As Walker points out, however, modern surveillance is completely incompatible with this idea. He uses the example of digital watchers overstepping their boundaries, but it is apparent that even in everyday, mundane examples of surveillance, people simply don't change their behavior. For example, consider Facebook. It's no secret that Facebook tracks and stores almost every bit of information its users will provide it (how else will Zuckerberg learn what it means to be human). Following the Cambridge Analytica scandal, that knowledge became headline news; everyone knew Facebook was effectively spying on them. Since then, Facebook has gained almost 100 million users.
If people know they're being watched, why do they opt into the system?

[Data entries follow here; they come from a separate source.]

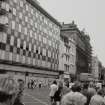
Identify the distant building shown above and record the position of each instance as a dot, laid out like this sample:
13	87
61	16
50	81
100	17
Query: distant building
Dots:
29	39
83	47
67	61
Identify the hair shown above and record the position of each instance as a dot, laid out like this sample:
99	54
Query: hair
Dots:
4	97
100	92
73	88
85	86
77	88
55	82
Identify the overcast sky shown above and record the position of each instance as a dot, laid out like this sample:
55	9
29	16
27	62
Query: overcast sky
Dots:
88	14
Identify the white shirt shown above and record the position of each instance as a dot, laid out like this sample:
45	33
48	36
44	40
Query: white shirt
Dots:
97	100
53	88
67	99
79	99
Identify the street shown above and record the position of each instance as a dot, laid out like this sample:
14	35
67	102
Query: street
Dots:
36	96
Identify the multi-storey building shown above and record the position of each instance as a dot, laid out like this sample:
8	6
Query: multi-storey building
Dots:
83	47
67	61
29	39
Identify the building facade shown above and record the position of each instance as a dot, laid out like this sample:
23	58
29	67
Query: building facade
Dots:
95	67
83	47
29	39
67	61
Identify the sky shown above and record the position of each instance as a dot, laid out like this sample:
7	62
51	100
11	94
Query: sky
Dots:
88	14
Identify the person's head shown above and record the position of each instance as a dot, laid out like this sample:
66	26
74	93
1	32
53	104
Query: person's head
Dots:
100	92
103	86
73	88
77	87
55	82
8	90
85	86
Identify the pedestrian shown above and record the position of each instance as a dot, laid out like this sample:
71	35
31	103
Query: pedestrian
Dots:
65	89
18	100
86	93
58	93
78	98
40	85
67	99
8	90
53	89
98	98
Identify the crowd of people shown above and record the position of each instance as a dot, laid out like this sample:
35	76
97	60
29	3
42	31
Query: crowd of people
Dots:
77	94
11	91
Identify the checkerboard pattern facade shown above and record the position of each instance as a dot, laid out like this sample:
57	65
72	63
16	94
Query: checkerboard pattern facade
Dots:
31	38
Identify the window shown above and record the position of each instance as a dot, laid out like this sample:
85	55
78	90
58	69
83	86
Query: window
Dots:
49	54
14	11
24	45
44	40
21	3
20	28
12	40
26	7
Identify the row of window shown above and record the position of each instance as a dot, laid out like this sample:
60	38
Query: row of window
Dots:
25	60
51	28
69	68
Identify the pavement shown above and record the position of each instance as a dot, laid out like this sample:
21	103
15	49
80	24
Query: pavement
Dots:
36	96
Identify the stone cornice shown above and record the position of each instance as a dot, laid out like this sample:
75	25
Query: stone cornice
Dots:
37	6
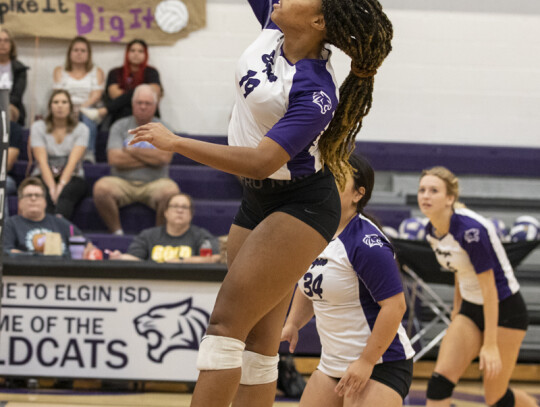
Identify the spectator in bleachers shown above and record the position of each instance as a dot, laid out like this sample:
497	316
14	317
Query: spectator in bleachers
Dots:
16	72
178	241
84	81
25	232
139	173
122	81
58	145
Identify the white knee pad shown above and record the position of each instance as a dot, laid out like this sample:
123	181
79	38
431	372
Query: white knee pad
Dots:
258	369
219	353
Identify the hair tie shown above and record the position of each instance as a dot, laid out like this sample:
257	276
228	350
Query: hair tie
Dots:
362	73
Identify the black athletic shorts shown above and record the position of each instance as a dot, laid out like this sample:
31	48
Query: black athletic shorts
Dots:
397	375
314	199
512	313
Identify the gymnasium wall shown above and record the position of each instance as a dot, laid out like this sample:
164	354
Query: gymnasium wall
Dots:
466	75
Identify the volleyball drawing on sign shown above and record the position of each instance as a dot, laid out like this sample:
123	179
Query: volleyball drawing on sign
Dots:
171	16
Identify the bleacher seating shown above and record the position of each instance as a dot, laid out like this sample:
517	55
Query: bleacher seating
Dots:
217	196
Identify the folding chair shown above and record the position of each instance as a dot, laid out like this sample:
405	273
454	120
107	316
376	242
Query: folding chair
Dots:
420	269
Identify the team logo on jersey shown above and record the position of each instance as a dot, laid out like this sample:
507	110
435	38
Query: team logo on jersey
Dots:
172	326
319	261
472	235
439	252
323	101
372	240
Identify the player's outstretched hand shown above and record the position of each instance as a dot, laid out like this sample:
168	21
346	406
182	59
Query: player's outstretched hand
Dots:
156	134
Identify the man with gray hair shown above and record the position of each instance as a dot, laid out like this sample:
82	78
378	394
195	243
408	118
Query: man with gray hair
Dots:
139	173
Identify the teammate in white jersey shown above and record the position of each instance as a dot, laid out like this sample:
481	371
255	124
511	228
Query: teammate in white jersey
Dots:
288	138
354	290
489	317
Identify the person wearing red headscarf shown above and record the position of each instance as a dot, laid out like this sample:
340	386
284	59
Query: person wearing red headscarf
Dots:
122	81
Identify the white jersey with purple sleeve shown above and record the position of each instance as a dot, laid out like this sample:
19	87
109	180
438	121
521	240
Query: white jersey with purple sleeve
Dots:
472	247
290	103
345	283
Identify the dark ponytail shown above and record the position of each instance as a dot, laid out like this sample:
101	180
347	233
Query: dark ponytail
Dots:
362	30
363	176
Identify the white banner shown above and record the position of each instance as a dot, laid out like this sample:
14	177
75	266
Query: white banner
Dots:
95	328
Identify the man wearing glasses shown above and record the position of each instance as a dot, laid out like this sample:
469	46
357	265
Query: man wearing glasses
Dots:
139	173
26	232
178	241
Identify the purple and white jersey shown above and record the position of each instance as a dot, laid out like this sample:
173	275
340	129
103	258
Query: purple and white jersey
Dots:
346	282
470	248
291	104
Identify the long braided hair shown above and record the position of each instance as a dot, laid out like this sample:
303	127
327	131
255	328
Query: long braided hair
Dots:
362	30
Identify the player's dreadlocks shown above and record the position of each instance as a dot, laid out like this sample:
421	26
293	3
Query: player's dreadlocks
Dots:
363	31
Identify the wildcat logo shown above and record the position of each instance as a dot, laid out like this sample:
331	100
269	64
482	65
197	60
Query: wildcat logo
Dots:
172	326
323	101
472	235
372	240
319	261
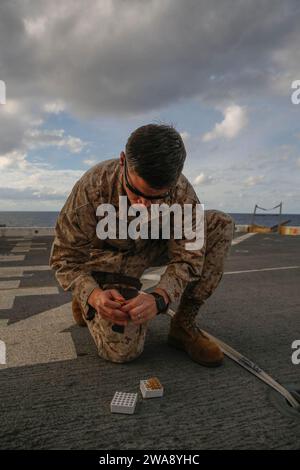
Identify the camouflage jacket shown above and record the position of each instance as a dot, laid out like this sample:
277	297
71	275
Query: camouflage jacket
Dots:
77	251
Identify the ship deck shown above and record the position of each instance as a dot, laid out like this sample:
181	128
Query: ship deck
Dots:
56	391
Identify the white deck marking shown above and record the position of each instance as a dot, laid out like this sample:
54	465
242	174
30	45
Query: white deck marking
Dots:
40	339
20	249
7	296
9	284
18	271
8	258
240	239
278	268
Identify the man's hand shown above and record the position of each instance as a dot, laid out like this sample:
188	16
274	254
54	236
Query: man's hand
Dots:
107	304
141	308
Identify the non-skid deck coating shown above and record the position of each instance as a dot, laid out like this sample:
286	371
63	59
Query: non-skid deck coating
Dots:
56	392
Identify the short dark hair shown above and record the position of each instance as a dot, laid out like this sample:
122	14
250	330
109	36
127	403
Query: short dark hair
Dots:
156	153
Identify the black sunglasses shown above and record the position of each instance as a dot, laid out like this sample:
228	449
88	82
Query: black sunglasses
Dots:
139	193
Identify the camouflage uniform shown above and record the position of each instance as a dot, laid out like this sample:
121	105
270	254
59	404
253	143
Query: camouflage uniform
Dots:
190	277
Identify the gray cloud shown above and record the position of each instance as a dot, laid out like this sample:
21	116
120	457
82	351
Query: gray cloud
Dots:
128	57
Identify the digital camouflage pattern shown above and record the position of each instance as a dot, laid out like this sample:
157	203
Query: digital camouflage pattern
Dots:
190	277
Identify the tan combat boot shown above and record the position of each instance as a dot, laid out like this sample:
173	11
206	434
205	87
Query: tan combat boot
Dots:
196	344
77	313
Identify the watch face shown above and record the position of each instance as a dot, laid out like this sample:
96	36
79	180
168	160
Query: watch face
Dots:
161	304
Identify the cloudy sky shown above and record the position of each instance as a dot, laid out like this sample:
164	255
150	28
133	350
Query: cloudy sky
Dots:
82	74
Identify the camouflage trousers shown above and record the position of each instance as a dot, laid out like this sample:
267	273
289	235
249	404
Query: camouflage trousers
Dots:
124	347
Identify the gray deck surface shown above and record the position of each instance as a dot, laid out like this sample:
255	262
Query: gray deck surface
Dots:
55	391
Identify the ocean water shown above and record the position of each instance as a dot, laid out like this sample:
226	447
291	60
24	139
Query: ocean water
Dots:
48	219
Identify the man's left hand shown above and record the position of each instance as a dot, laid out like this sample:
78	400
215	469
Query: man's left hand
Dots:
141	308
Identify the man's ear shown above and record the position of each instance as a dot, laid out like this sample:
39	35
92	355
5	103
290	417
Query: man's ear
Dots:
122	158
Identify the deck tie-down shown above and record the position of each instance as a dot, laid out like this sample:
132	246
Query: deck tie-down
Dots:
291	396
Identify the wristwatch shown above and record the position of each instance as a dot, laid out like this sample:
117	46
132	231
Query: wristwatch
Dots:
161	305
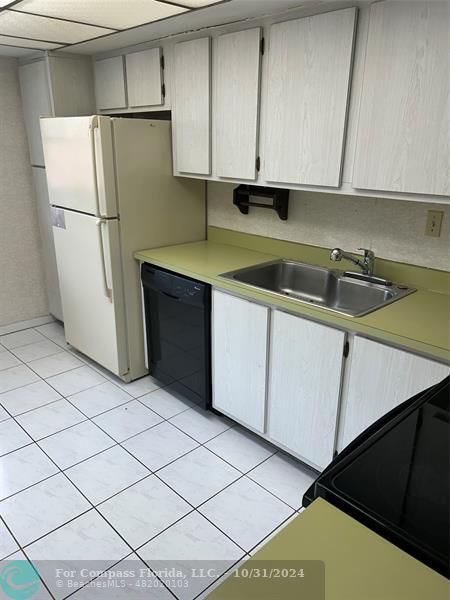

Simply put, it's because it's impossible to live without the system. The Panopticon may have been a prison, but technology is so integral to modern life that opting out simply isn't an option. Beyond just Facebook, social media provides a fast and efficient communication system, and Google is the premiere tool to find information in the blink of an eye. These systems are unlike prison in that we want and need to be a part of them to survive the modern world. They've made life easy and convenient enough that the expectation is that we use them to augment our abilities to both work and play. For that reason, the Panopticon is a defunct metaphor that cannot encapsulate the complexity of modern surveillance. It's not just that there are too many actors that watch us from the watchtower, but that we have to remain in the prison if we want to maintain a standard of living that we're used to; we've collectively decided that the opportunity cost of opting out of the system is too great, even if we maintain some semblance of privacy. Yet, we don't begrudgingly use these apps, either. People still love to browse using Google, wish their friends 'happy birthday' on Facebook, and post their latest fire selfie on Instagram.
Altogether, we just really don't care that we're being watched.